There are - unsurprisingly - a number of factors for this. It’s mostly due to the Cold War, which made Florida important as:
-a naval staging area
-the closest state to many potential future communist countries
-the home of the space program
-the place where most Cuban refugees washed up after the revolution
-a base of operations for Gulf oil production
And so forth. The space program had a knock-on effect in that it made Florida an attractive place for aeronautical research and development generally, so Lockheed, Boeing, Hughes, Raytheon and other space contractors built plants and offices here for non-space stuff.
Then there’s Walt Disney World, which turned Orlando from a backwater into a thriving tourist destination (especially after Universal, Seaworld, and other parks followed).
All of this happened between 1954 and 1970 or so. Before that, most Florida jobs were in agriculture. Since then, most of our jobs have been in tech and tourism, though we still have a lot of labor-intensive agriculture like orange growing.
It didn’t hurt that home air conditioning became affordable after 1950, which made Florida more livable (particularly to Northeastern retirees…) Having enough people also made it worthwhile for the federal government to start filling in swamps, creating space for golf courses and yet more theme parks.
Tourism allows the state government to function without an income tax, which makes the state attractive to business and people (though it brings its own issues like terrible schools).
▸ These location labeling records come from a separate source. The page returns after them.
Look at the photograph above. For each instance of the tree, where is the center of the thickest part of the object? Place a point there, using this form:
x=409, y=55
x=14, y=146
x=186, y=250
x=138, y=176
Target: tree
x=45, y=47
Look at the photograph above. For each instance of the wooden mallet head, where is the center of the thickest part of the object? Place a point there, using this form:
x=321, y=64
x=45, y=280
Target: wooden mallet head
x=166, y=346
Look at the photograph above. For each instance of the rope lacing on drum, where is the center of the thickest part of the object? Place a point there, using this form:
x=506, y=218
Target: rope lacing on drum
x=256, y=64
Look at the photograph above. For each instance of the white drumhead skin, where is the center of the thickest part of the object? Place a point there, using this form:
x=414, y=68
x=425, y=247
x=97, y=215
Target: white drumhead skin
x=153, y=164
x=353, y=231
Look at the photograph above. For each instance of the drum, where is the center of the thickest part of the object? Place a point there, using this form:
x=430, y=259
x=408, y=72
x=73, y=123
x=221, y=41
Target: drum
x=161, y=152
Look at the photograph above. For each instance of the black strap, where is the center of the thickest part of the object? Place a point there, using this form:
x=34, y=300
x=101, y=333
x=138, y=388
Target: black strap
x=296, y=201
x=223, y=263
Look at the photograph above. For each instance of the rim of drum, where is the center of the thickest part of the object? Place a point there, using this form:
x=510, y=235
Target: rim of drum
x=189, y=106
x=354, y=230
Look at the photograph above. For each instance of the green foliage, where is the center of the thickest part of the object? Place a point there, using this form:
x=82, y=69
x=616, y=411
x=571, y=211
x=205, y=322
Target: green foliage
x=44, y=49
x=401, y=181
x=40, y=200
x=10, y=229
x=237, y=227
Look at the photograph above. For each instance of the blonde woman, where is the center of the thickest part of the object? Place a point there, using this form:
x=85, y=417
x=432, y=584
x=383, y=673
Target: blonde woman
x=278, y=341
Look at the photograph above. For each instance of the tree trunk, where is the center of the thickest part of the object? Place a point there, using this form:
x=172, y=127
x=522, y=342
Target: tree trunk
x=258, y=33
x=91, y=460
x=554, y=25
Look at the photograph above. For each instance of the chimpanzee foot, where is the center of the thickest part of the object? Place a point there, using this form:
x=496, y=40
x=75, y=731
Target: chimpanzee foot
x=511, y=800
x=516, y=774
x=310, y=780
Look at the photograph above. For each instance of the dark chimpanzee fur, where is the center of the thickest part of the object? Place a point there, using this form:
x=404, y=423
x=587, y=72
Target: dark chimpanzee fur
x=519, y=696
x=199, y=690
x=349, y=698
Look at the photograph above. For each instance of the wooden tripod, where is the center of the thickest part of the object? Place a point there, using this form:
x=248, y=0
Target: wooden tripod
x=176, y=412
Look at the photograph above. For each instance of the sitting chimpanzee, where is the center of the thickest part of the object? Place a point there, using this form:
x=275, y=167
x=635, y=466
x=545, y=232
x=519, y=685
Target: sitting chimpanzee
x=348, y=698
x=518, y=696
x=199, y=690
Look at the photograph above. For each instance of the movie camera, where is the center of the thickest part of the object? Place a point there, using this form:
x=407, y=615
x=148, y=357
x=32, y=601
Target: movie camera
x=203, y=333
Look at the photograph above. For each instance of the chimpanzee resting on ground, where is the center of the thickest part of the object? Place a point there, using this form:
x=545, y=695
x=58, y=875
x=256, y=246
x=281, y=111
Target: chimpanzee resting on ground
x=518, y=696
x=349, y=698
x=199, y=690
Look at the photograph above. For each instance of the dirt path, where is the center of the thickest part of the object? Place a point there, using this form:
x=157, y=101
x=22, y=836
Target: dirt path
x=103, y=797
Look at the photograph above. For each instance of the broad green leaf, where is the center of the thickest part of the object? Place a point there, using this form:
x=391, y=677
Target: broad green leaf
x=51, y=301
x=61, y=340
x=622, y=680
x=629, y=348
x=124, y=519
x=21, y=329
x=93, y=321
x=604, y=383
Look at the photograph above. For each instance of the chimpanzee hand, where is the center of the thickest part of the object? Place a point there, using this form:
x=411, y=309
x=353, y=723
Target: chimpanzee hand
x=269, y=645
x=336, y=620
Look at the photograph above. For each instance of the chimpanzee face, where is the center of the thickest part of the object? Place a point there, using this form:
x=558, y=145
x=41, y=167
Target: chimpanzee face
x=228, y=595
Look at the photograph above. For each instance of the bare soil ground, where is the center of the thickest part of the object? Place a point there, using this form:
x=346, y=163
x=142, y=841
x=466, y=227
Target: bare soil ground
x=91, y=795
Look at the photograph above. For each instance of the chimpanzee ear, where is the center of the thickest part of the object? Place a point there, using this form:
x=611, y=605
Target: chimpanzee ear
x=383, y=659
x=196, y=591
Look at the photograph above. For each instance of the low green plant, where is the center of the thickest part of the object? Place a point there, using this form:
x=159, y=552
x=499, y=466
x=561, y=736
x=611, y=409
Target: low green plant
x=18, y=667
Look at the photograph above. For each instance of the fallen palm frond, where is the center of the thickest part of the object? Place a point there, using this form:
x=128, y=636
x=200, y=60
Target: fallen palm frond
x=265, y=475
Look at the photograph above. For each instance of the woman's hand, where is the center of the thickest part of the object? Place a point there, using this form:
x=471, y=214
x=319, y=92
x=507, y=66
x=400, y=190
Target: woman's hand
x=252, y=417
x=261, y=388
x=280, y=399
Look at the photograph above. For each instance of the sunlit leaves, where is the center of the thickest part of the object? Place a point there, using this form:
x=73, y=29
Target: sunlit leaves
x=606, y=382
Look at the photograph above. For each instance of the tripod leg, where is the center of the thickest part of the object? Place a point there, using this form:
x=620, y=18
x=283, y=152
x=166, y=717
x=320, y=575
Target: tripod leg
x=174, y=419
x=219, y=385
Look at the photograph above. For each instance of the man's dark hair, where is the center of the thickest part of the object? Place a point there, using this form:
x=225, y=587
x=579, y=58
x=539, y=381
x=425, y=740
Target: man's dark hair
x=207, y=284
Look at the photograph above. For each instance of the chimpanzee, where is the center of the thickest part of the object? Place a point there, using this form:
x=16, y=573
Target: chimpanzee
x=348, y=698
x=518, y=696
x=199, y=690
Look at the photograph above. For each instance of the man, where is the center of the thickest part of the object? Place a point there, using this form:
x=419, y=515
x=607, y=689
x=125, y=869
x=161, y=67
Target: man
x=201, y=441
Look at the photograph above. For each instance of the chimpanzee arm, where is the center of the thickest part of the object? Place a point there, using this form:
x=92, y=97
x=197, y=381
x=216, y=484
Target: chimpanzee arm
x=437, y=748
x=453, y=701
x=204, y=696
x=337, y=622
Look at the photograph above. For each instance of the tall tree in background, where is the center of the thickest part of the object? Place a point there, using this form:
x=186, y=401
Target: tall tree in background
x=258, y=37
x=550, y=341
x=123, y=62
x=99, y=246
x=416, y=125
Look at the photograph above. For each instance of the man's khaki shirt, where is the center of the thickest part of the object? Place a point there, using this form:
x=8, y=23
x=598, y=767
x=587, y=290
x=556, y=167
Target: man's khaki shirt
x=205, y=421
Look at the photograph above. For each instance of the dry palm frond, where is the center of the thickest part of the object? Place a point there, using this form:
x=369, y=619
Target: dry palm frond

Of all the densely populated states, Florida is somewhat unusual in that it doesn’t have a true center of gravity. Rather than having one megacity and a bunch of smaller cities, we have four major cities - Jacksonville, Tampa, Miami, Orlando - without having one dominant one (Miami is dominant if you count by metropolitan statistical areas, as the Miami metro area includes Ft. Lauderdale and the Palm Beaches).